Five applicants respond to county Sunflower request
A company with established ties to De Soto was among those notifying the Johnson County officials of their interest in redeveloping the Sunflower Army Ammunition Plant.
In a Monday memo to the County Commission, Johnson County Legal Counsel Don Jarrett said five statements of interest were received before the Nov. 17 deadline. Expressing interest were Hunt Midwest Enterprises, Kansas Wind Power of Lenexa, LS Commercial Real Estate of Kansas City, Mo., Pollution Risk Services of Cincinnati and Olathe realtor Doug Dowell on behalf of an unidentified client.
In addition, the Johnson County citizen's group, Taxpayers Offering Tomorrow's Opportunities, responded with a statement of its proposed research park, Jarrett wrote.
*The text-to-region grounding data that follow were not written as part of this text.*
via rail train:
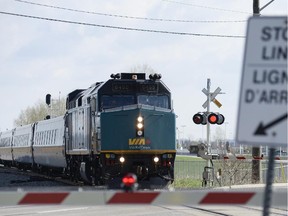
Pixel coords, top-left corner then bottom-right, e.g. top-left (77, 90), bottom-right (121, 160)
top-left (0, 73), bottom-right (176, 188)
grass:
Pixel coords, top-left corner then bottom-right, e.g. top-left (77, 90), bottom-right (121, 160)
top-left (173, 155), bottom-right (206, 188)
top-left (175, 155), bottom-right (204, 162)
top-left (172, 178), bottom-right (203, 189)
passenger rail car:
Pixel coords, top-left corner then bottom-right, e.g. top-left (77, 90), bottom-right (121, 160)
top-left (0, 73), bottom-right (176, 188)
top-left (12, 124), bottom-right (34, 168)
top-left (0, 130), bottom-right (14, 166)
top-left (33, 116), bottom-right (66, 170)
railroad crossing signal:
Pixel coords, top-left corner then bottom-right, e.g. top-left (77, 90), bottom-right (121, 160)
top-left (193, 79), bottom-right (225, 126)
top-left (192, 78), bottom-right (225, 187)
top-left (193, 112), bottom-right (225, 125)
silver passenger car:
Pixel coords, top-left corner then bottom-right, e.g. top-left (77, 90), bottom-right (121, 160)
top-left (33, 116), bottom-right (66, 169)
top-left (12, 124), bottom-right (34, 166)
top-left (0, 130), bottom-right (14, 165)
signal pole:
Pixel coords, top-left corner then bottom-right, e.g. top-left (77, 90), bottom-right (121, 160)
top-left (206, 79), bottom-right (211, 155)
top-left (252, 0), bottom-right (261, 184)
top-left (253, 0), bottom-right (260, 16)
top-left (206, 79), bottom-right (212, 187)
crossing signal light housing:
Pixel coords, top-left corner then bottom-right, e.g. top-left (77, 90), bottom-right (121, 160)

One additional statement of interest, from Easy Credit Corporation from North Kansas City, Mo., was received after what Commissioners agreed was a flexible deadline. Jarrett said he hadn't followed up on the letter to find out how viable it was.
Hunt Midwest Mining Inc., a division of Hunt Midwest Enterprises, operates Sunflower Quarry located adjacent to the closed ammunition plant south of 95th Street.
Pollution Risk Services' Web site reports it has experience in 3,000 environmental remediation projects.
The county is already negotiating a Sunflower proposal with Kessinger/Hunter and Co. that would have the county purchase the 9,065-acre plant and then sell it to the Kansas City real estate firm.
Johnson County Commission Chairwoman Annabeth Surbaugh said at a quick glance it appeared there were those among the new applicants with the financial means to be serious contenders.
A number of applicants only expressed interest in Sunflower, Surbaugh said. Kansas Wind Power was the only one to provide a site plan for its redevelopment.
The interest begged the question of how the County Commission should go about selecting a developer from the applicants.
Surbaugh and County Commissioners John Toplikar, Susie Wolf and Dolores Furtado said Tuesday they thought it important the Commission give all interested parties equal consideration but disagreed on what role a redevelopment authority should play in selecting a developer.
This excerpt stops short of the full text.